Wednesday 30 November 2011

Parsing XML using SAX

SAX, the Simple API for XML, is another take on parsing XML files. But, as opposed to the DOM approach, a SAX parser will not re-construct the entire document tree in memory, but instead operates in an event-driven manner. The SAX API allows clients to register callback functions for the items they are interested in ( which can be text nodes, element nodes, processing instructions or comments ). When the SAX parser will encounter these items, an event will be triggered and the callback function ( if any are registered ) will be called, allowing the client application to take action. Another event will be triggered when an end of any of those XML features is encountered, and eventual functions called.

Another difference between SAX and DOM is that there is no standard for SAX, and therefore the API is not guaranteed to be the same for all parsers. In practice, differences between various implementations are quite significant, requiring users to familiarize themselves with the particular flavor of SAX which the parser employs.

For example, a SAX parser is described by Microsoft’s ISAXXMLReader (http://msdn.microsoft.com/en-us/library/aa924174.aspx ); callback functions can be set using the ISAXContentHandler::startElement method. But fortunately other implementations outside COM ugliness are available for C++; one of the most popular choices is Xerces (http://xerces.apache.org/index.html ), by Apache. It can be used like this:
void foobar_sax_handler::startElement(const XMLCh* const name,
                           AttributeList& attributes)
{
    char* m_name = XMLString::transcode(name);
    cout << "Element encountered: "<< m_name << endl;
    XMLString::release(&m_name);
}

This assumes that we have defined a class named foobar_sax_handler, which inherits from HandlerBase and has a startElement method. We can set this class to handle XML events with the setDocumentHandler method of the SaxParser class. Our customized parser can then be invoked using the parse( xml_file ) method of the SaxParser class, where xml_file represents the name of an XML file.

When the parse method is called, the startElement method will be called for each element, printing it’s name. Of course, inside this method we can perform more specific actions, for example only printing or modifying certain elements.

SAX bindings are also available for other languages as well, for example the jssaxparser ( http://code.google.com/p/jssaxparser/ ) is for JavaScript; a SAX parser is also available for Java ( javax.xml.parsers.SAXParser ).

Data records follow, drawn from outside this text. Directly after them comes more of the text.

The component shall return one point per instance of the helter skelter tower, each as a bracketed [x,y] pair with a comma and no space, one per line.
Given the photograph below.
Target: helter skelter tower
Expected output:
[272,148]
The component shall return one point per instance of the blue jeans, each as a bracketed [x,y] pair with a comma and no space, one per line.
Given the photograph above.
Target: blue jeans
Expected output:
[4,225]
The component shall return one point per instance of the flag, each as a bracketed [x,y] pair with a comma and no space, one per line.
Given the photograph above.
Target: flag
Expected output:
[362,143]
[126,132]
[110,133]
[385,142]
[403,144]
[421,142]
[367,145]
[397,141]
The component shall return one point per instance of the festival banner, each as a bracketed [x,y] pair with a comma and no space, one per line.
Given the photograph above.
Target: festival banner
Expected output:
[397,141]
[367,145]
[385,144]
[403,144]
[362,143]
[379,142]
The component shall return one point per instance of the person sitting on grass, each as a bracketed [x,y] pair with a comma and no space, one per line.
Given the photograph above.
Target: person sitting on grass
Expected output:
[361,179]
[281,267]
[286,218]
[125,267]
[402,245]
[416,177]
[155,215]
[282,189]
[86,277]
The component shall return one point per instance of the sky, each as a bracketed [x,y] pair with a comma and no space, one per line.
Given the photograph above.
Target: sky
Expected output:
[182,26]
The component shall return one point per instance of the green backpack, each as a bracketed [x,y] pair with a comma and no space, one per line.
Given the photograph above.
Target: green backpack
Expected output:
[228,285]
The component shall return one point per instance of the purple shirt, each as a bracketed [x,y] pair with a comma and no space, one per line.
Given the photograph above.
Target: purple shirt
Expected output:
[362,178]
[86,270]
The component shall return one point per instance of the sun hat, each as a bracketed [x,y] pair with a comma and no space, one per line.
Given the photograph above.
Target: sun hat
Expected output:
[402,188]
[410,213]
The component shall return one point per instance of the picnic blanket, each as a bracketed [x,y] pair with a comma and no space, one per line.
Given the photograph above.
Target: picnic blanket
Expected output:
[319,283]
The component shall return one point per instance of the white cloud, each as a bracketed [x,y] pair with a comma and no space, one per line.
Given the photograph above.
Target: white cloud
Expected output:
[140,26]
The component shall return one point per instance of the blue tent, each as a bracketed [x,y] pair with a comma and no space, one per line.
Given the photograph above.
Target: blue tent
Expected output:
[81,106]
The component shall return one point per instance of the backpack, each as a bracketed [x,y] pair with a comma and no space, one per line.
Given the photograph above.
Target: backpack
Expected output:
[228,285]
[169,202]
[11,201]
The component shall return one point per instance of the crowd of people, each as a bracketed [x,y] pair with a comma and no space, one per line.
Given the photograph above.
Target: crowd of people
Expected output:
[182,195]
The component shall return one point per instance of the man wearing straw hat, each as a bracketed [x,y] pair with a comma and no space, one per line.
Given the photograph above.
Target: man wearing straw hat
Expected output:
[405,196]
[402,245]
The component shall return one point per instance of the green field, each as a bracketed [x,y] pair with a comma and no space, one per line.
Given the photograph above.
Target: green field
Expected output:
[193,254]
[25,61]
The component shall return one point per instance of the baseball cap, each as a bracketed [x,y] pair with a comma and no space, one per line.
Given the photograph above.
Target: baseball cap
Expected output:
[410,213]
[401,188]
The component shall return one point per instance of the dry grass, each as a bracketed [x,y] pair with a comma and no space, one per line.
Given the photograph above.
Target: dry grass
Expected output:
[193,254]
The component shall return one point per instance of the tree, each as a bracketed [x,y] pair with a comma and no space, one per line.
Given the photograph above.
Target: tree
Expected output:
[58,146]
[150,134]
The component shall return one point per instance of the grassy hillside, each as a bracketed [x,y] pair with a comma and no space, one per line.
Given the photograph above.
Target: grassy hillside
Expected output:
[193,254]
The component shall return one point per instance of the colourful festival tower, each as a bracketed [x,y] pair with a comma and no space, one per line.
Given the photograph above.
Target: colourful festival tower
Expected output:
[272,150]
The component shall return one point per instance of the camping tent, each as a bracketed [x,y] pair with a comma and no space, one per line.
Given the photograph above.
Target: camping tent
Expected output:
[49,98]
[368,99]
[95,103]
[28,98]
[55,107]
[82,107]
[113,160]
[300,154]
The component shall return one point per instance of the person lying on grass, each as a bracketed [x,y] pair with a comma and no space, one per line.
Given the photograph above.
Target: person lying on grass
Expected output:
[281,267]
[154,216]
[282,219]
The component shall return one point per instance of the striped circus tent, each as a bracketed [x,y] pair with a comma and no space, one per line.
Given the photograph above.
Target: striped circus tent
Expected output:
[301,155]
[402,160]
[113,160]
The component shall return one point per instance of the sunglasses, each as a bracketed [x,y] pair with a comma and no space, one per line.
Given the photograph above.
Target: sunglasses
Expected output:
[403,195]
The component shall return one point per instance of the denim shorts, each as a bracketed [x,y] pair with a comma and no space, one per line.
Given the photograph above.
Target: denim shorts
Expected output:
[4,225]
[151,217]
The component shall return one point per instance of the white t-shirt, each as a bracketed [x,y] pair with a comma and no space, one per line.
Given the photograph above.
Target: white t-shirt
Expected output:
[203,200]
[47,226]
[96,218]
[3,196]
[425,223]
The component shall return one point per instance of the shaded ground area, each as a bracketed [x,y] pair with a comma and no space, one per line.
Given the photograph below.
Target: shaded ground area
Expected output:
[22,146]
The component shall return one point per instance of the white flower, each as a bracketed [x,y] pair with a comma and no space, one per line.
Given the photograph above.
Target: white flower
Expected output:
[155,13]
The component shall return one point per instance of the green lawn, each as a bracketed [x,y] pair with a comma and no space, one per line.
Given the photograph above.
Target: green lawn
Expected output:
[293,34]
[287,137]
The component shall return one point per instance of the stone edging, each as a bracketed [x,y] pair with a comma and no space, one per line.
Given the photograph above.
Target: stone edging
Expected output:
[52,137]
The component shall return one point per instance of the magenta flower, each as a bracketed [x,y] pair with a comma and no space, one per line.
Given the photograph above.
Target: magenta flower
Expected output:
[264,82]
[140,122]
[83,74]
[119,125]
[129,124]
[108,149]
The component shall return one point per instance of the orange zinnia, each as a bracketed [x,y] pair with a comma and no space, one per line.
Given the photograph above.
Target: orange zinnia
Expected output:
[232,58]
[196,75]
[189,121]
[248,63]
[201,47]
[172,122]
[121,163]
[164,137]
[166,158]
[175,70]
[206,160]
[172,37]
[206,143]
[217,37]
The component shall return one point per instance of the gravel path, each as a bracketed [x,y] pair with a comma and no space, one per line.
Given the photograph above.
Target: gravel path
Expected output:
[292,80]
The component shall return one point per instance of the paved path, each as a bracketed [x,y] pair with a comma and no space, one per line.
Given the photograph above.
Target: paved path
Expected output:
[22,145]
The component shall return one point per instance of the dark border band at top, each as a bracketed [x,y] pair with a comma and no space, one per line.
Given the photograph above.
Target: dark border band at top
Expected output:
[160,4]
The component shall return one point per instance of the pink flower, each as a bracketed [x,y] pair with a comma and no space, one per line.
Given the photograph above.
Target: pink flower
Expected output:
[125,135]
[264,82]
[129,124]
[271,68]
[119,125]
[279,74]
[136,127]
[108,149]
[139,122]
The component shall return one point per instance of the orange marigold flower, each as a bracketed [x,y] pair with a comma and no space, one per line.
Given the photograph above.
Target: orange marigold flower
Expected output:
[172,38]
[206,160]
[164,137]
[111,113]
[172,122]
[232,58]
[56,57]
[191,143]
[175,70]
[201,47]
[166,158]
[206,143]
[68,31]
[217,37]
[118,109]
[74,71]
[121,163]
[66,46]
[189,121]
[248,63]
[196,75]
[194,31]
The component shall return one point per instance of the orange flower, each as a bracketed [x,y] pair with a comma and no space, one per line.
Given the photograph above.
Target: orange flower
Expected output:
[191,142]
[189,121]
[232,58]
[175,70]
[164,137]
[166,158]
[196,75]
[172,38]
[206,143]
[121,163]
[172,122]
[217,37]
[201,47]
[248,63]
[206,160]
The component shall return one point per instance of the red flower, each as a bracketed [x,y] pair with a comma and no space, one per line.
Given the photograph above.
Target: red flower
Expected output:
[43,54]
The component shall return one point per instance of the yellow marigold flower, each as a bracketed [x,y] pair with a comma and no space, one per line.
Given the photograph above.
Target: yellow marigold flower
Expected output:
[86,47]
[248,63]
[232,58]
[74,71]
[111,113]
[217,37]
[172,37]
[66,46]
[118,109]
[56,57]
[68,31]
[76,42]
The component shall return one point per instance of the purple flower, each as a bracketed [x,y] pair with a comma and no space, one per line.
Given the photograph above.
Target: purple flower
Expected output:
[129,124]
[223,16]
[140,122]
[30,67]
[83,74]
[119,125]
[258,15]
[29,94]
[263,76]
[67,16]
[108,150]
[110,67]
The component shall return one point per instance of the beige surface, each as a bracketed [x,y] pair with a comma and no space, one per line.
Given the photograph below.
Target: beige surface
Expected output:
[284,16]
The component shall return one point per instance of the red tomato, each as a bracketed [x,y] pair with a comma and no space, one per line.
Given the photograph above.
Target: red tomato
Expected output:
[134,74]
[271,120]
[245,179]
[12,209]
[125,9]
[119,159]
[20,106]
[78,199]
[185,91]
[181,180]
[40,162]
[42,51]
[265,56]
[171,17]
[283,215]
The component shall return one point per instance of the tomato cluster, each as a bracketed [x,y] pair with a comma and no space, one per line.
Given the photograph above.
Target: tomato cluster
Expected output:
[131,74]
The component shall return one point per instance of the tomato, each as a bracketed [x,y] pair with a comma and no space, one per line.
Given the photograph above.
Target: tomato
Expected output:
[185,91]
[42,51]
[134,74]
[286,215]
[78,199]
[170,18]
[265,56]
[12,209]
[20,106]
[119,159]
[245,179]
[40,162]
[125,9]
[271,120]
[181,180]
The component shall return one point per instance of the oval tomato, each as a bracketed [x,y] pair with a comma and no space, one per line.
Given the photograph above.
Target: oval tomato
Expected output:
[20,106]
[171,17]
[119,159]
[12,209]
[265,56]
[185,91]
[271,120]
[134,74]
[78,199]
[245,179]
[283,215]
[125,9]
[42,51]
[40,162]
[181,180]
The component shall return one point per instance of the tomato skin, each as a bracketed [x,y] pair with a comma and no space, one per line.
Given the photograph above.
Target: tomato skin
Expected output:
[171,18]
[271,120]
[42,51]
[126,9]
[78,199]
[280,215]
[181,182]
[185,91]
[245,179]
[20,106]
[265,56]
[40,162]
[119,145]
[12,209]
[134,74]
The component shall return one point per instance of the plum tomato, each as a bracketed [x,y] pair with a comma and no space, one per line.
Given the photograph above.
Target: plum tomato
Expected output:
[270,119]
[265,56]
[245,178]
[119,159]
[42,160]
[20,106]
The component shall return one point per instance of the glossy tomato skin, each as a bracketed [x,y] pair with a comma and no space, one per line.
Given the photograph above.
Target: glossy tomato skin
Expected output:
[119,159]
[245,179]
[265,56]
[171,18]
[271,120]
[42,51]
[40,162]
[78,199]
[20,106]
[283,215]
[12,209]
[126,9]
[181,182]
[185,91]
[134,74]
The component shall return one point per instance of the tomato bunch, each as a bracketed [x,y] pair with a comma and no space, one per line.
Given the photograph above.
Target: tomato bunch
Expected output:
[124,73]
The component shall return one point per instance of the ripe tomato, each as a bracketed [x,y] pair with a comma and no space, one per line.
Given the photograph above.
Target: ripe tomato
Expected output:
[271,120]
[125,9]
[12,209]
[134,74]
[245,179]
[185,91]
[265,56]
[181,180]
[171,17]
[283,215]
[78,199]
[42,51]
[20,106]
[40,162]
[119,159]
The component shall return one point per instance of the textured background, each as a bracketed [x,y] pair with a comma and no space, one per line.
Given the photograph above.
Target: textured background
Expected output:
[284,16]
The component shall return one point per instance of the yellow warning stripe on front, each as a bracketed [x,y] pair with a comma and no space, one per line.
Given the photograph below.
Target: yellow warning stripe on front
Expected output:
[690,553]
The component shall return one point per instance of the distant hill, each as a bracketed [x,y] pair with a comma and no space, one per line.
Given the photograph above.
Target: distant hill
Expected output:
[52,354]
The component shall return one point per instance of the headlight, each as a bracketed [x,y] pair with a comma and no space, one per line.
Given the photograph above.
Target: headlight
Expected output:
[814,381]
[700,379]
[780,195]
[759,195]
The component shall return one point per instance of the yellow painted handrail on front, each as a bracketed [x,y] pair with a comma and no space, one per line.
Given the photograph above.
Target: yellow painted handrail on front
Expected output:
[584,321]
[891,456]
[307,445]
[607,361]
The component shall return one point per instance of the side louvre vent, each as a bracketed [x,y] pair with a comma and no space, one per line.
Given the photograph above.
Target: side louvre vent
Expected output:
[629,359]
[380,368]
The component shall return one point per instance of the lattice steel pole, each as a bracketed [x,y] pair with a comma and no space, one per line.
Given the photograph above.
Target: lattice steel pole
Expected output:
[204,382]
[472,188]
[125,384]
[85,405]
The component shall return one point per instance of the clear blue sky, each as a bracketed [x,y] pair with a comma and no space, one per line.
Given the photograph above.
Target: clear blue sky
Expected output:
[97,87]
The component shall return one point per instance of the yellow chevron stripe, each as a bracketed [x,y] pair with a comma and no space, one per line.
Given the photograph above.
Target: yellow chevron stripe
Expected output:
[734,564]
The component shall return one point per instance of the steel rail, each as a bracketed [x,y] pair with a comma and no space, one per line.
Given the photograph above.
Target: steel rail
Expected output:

The API varies slightly between all these implementations, but the same principles apply; if one is familiar with using SAX with one programming language, switching to a different one will be relatively easy.

Tuesday 29 November 2011

The Document Object Model


The DOM is an interface which provides a way of accessing and modifying structured documents, such as XML, XHTM and SVG. The DOM is usually accessed via it’s public API, in a platform- and operating system-independent manner.

The DOM has a troubled history, due to the fact that the early browsers market was very competitive, which reflected negatively on the willingness of the companies producing them to cooperate, develop and implement standards. W3C later managed to get companies such as Netscape and Microsoft to collaborate and develop a standard for a scripting language ( ECMAScript ), and a DOM afterwards, in late 1998.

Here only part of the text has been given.